Proposed Changes to the Disclosures of Executive Compensation
1. Addition of a compensation discussion and analysis
A compensation discussion and analysis would focus on the material factors underlying company compensation policy, compensation decisions, and a related Compensation Committee Report. There are six distinct items to be discussed:
What is the objective of a compensation program?
What does the compensation program reward?
What is each element of compensation?
Why does the company pay each element?
What method was applied to arrive at that amount?
How does this compensation fit into the company’s overall compensation objectives, and how does it affect decisions impacting other elements?

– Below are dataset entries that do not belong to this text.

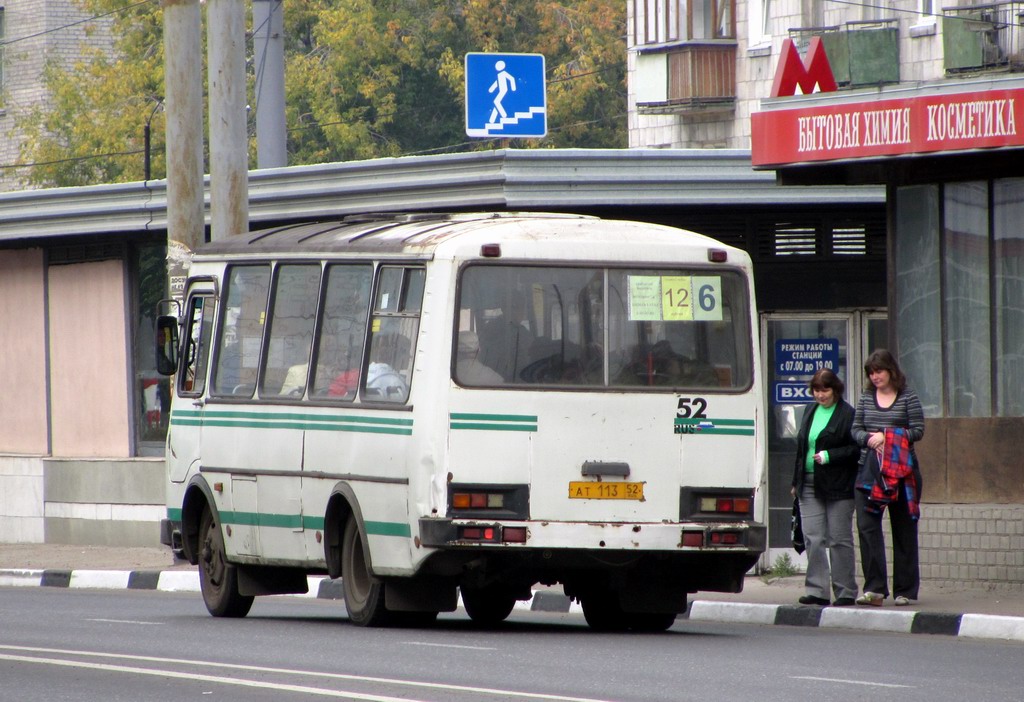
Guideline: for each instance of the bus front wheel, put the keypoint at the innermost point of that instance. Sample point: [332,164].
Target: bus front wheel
[487,606]
[218,578]
[364,594]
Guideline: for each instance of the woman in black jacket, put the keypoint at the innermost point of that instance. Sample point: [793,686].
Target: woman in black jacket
[822,479]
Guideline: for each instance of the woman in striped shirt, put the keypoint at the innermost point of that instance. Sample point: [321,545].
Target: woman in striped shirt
[887,402]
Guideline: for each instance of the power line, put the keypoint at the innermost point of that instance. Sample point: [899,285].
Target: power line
[71,160]
[8,42]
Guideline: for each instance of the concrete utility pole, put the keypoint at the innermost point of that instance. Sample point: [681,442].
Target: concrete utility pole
[183,104]
[268,45]
[228,133]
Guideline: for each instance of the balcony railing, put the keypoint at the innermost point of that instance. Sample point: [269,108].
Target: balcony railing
[983,37]
[698,77]
[861,53]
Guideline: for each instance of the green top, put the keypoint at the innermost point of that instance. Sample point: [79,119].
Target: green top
[818,423]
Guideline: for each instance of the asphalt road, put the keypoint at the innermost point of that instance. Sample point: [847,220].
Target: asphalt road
[140,646]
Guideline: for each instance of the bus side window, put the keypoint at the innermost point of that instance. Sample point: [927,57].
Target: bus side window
[393,331]
[342,332]
[243,317]
[197,347]
[291,331]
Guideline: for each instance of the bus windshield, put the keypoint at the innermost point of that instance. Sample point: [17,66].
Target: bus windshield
[592,327]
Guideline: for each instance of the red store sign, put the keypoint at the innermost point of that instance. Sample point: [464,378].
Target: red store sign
[914,125]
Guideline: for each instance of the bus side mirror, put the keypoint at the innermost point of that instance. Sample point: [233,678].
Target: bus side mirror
[167,345]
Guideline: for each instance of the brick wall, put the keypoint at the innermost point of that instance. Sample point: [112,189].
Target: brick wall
[980,545]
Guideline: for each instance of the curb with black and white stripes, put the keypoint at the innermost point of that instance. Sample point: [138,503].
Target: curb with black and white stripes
[967,625]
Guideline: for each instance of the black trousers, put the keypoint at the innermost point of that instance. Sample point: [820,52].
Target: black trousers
[906,569]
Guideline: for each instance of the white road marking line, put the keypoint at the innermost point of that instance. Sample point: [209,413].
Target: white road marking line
[448,646]
[305,673]
[205,678]
[840,679]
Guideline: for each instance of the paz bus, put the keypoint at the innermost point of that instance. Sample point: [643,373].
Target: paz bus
[467,405]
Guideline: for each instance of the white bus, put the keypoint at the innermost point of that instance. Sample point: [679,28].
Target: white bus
[425,405]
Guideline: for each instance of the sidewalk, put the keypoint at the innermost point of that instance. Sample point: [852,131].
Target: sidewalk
[963,612]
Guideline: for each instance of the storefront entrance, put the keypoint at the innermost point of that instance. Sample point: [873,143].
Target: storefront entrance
[795,346]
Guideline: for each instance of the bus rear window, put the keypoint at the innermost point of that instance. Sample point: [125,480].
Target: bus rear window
[603,327]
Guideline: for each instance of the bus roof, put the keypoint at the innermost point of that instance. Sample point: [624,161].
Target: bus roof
[429,234]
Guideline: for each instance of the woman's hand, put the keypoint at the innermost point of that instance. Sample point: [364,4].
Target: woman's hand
[877,441]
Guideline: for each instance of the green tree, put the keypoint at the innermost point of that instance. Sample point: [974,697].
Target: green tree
[364,79]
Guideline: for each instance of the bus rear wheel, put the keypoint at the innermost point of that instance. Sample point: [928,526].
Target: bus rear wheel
[364,594]
[602,611]
[218,578]
[487,606]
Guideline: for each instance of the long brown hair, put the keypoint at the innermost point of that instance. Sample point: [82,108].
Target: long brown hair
[883,359]
[826,379]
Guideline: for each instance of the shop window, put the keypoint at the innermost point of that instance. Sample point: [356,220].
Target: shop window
[1008,204]
[961,344]
[151,389]
[291,334]
[919,302]
[966,298]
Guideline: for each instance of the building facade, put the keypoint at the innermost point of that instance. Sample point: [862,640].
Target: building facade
[83,413]
[34,33]
[928,103]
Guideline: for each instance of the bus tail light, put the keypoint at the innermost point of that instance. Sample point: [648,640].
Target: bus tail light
[716,503]
[483,534]
[492,533]
[725,505]
[692,538]
[514,535]
[488,501]
[478,500]
[724,538]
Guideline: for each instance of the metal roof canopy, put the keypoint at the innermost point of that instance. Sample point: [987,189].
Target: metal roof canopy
[504,179]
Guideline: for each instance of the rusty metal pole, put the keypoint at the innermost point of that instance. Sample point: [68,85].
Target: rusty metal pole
[228,123]
[183,104]
[268,51]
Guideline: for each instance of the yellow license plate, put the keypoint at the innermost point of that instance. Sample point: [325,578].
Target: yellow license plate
[586,489]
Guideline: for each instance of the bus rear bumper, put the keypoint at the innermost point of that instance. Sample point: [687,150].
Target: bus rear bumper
[673,537]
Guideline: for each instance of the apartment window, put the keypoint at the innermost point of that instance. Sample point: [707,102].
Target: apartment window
[3,40]
[664,22]
[759,16]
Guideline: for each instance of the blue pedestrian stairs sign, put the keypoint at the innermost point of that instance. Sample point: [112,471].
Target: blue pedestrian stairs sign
[506,95]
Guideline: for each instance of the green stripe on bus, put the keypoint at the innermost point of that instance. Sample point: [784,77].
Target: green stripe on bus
[300,422]
[263,519]
[495,423]
[387,529]
[312,522]
[495,427]
[293,417]
[494,418]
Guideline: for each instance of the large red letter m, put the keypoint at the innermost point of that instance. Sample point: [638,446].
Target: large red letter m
[791,71]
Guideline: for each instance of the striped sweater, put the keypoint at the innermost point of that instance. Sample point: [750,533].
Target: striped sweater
[905,411]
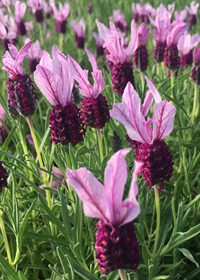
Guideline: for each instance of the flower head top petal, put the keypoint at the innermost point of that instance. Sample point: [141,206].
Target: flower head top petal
[81,76]
[193,8]
[105,202]
[62,13]
[114,43]
[54,78]
[13,62]
[150,149]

2. Compensation details of the five highest-paid executives
This section would display the total compensation of the five highest-paid executives through the following:
A total new compensation column
The fair value grant of all stock and stock-based awards
Amounts earned through non-equity incentive plans, even if payable at a later date
The overall change in the actuarial present value of pension benefits and above-market earnings on non-qualified deferred compensation
3. Presentation of holdings of equity-related interests received as compensation
This section of the disclosure would include a table that identifies all equity-related interests held at the end of the year and their respective values. An additional table would be supplied, providing investors relevant information about amounts realized by executives. The amounts can be realized throughout the year due to option exercise and vesting periods for employee stock options with restrictions.
4. Presentation of retirement and other post-employment benefits
This section of the Executive Compensation and Related Parties clause was to disclose potential severance and change-on-control benefits. Companies assume that the triggering event occurs on the last day of the company’s fiscal year and that the price per share is the closing price as of that date.
Moreover, in this section, there were to be two tables regarding the actuarial value of pension benefits and the value of any deferred compensation benefits.